Wine tasting in the Loire Valley, France 

Wine tasting in the Loire Valley, France.

My previous post was on French champagne empire. In this post, I’m talking about wine from the Loire Valley in France, because I have just returned from a wine tasting tour. A little tour, but nevertheless a tour out of Paris, for the first time in 18 months. 

One of my wine tastings was at the Château de Chenonceau, near the village of Chenonceaux, about a three-and-a-half-hour drive south of Paris.

The Château itself was built from 1513-1517 by Thomas Bohier and his wife Catherine Briçonnet, at a time when Francois I was the King of France.

The Loire Valley is also known as the French Appellation Trail. Appellation d’Origine Protégée (AOP) – formerly the Appellation d’Origine Contrôlée (AOC) – are the rules to protect specific types or tastes of wines and food in France as quality assurance measures. There are 50 different Appellations to distinguish the Wines of the Loire.

The Irish writer James Joyce (1882-1941) lived in Paris and other regions of France in the 1920s and 1930s. He was fond of wine. In his first novel Portrait of the Artist as a Young Man(1916), his character Stephen Dedalus, said as he remembered his first holy communion in the Catholic church when he tasted wine for the first time: 

‘The word was beautiful: wine. It made you think of dark purple because the grapes were dark purple that grew in Greece outside houses like white temples.’ 

In his novel Ulysses (1922) James Joyce’s character Bloom says ‘Steel wine is said to cure snoring.’ I’m not certain about that!

James Joyce’s long-time friend Arthur Power (1891-1984) wrote in his book From Conversations with James Joyce (1974):

“After returning to his flat in the Square Robiac, Joyce would settle down in a sympathetic and social mood. Here in the evening, with his favourite bottle of white wine, ‘St Patrice’, at his elbow, a wine he discovered while on holiday in the south of France, we used to discuss many things, but the main subject of our conversation was naturally our common interest in literature.” 
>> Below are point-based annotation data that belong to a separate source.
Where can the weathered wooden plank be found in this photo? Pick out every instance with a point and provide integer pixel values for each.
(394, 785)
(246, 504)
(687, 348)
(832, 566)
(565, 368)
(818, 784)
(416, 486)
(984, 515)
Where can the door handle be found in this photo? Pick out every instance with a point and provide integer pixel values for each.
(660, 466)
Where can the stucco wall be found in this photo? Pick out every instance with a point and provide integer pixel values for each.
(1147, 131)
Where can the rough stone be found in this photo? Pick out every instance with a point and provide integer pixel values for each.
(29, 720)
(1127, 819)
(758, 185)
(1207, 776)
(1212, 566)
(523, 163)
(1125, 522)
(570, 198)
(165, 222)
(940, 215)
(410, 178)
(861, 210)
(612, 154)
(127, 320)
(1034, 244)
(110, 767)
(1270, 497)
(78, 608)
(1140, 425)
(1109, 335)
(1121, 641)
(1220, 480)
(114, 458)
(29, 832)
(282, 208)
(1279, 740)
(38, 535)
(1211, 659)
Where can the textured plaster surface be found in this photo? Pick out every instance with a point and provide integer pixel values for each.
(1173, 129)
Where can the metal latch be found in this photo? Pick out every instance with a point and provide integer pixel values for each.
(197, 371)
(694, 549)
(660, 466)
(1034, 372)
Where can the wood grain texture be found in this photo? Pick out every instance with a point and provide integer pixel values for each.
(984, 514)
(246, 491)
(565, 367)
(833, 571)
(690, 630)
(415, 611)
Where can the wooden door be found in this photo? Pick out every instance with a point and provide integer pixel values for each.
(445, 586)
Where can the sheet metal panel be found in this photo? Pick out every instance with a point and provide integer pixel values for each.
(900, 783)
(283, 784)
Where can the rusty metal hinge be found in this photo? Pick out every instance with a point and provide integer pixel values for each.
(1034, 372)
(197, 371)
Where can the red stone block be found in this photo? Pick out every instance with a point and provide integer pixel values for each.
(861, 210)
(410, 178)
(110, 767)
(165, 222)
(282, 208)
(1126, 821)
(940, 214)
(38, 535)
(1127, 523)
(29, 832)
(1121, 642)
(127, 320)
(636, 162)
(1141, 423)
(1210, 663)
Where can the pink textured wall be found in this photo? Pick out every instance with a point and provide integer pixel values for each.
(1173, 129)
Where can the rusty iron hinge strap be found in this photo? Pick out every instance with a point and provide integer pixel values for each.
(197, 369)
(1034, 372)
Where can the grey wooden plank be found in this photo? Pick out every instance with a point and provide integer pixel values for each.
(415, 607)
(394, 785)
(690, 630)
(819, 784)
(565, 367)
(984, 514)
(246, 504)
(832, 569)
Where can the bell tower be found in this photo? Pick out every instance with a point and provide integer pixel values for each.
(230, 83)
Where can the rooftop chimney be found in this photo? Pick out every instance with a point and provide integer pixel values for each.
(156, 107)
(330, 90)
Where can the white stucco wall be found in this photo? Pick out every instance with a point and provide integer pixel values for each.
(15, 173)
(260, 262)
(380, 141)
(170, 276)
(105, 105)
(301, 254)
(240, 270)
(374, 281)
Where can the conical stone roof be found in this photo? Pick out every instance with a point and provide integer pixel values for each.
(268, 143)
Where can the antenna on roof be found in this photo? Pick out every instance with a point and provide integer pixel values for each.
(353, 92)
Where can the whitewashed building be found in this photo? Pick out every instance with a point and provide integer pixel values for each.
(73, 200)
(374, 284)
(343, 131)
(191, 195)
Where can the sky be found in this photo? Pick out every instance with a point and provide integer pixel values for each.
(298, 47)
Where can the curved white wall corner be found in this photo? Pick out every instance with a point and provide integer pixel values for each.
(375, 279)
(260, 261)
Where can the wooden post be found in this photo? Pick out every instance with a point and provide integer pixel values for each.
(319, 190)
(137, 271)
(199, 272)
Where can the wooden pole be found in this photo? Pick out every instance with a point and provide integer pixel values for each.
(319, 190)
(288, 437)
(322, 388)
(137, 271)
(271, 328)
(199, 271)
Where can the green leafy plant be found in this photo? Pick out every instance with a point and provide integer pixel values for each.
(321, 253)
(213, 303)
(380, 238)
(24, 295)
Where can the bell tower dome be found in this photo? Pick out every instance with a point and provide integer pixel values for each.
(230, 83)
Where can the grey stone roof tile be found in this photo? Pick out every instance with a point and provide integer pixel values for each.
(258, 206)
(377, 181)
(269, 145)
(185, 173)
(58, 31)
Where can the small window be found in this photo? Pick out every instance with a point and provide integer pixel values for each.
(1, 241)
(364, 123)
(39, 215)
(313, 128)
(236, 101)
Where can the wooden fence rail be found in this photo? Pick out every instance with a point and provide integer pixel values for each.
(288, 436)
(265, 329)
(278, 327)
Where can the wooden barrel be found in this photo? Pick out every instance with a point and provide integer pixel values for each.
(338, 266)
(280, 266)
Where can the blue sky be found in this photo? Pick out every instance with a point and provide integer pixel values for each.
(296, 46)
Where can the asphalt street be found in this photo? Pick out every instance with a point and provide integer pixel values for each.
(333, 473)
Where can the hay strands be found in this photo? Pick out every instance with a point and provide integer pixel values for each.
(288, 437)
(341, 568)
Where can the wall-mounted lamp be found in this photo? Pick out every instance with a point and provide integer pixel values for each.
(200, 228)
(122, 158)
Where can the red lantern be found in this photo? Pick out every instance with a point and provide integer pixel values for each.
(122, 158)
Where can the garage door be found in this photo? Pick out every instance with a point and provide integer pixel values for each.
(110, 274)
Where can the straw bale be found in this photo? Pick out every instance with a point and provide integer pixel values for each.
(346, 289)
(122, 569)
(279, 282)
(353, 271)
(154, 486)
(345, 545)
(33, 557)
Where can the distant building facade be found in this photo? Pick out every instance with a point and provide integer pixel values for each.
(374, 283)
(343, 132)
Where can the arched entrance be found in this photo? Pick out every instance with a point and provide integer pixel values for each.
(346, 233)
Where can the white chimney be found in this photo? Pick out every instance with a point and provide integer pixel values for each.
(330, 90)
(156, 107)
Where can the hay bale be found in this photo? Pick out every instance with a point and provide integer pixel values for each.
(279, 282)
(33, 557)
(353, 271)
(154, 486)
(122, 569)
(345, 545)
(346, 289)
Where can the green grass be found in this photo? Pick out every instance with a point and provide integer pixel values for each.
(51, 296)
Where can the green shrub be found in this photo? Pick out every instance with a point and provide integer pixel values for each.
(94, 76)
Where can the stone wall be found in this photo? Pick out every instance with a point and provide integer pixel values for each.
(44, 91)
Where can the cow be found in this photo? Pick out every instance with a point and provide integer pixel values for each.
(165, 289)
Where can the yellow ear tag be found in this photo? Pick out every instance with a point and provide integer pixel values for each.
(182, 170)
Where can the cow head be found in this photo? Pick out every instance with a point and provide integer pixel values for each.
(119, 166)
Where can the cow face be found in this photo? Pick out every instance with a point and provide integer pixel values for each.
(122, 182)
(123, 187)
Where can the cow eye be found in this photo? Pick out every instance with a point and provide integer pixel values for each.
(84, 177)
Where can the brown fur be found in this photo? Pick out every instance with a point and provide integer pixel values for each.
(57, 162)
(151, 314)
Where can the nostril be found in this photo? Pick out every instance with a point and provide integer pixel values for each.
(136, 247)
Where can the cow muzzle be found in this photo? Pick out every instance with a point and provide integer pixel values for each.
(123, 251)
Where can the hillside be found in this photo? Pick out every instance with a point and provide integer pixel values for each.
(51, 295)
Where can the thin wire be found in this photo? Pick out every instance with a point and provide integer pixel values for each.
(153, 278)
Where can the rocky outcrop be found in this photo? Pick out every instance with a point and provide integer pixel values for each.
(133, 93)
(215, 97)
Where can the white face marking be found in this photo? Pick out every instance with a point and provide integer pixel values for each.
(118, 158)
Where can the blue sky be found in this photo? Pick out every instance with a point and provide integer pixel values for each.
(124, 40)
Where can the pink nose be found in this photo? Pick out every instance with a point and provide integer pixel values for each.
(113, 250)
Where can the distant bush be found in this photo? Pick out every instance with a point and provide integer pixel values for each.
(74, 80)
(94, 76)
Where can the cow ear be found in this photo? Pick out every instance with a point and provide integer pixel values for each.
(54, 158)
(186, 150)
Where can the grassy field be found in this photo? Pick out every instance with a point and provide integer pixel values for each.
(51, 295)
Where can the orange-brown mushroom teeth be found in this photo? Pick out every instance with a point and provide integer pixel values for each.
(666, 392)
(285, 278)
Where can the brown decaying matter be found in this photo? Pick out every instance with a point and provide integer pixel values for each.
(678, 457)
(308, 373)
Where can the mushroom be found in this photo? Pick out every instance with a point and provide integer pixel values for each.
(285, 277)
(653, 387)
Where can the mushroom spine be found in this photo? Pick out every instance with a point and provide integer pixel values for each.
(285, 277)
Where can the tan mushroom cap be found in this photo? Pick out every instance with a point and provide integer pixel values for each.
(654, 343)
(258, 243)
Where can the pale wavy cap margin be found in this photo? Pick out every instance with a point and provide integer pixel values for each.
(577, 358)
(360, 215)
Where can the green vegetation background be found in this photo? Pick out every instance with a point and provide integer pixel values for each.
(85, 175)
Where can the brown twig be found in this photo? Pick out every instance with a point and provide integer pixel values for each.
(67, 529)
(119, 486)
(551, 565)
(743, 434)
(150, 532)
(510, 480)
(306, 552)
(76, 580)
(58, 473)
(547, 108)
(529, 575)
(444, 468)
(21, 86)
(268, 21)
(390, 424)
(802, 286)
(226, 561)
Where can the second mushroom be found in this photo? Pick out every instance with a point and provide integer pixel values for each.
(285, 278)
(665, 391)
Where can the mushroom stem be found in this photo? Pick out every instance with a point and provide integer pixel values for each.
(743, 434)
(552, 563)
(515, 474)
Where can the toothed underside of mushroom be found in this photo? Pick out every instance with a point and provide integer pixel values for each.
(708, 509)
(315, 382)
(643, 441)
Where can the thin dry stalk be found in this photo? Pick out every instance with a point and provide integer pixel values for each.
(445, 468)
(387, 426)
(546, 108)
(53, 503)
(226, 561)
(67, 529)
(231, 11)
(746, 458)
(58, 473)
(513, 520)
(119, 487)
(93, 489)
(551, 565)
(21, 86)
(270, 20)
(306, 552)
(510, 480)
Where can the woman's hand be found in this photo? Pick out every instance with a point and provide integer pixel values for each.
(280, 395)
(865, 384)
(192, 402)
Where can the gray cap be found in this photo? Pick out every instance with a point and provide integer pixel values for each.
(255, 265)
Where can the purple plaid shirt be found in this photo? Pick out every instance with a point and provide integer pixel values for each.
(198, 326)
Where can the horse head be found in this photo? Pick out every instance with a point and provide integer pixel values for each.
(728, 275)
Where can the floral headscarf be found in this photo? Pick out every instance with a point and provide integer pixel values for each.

We do know Joyce travelled to the south of France, but perhaps not to the Château de Chenonceau. Joyce was particularly fond of Swiss white wine, with his favourite being Fendant de Sion. He preferred white, mostly in the evening, and rarely red. Evian spa water eventually replaced the white wine.

In the Château de Chenonceau, I tasted three wines: vin rosé (rose), vin blanc (white), and vin rouge (red) as part of the new Appellation called Touraine Chenonceaux. The local grape growers took about 20 years to obtain their own AOC in 2011. The Château de Chenonceau is built over the River Cher, right in the heart of the Touraine.

As a group of us put our noses in the first glass of wine, a woman called out, ‘Cherries!’ But, it was not cherries. The host said we could expect to smell and taste peach, pear, apricot, citrus, pineapple, and mango. It was peach. The white, most of the group’s favourite, was a Sauvignon Blanc with a distinct pineapple flavour. I preferred the red, and a couple from Florida bought some of that too.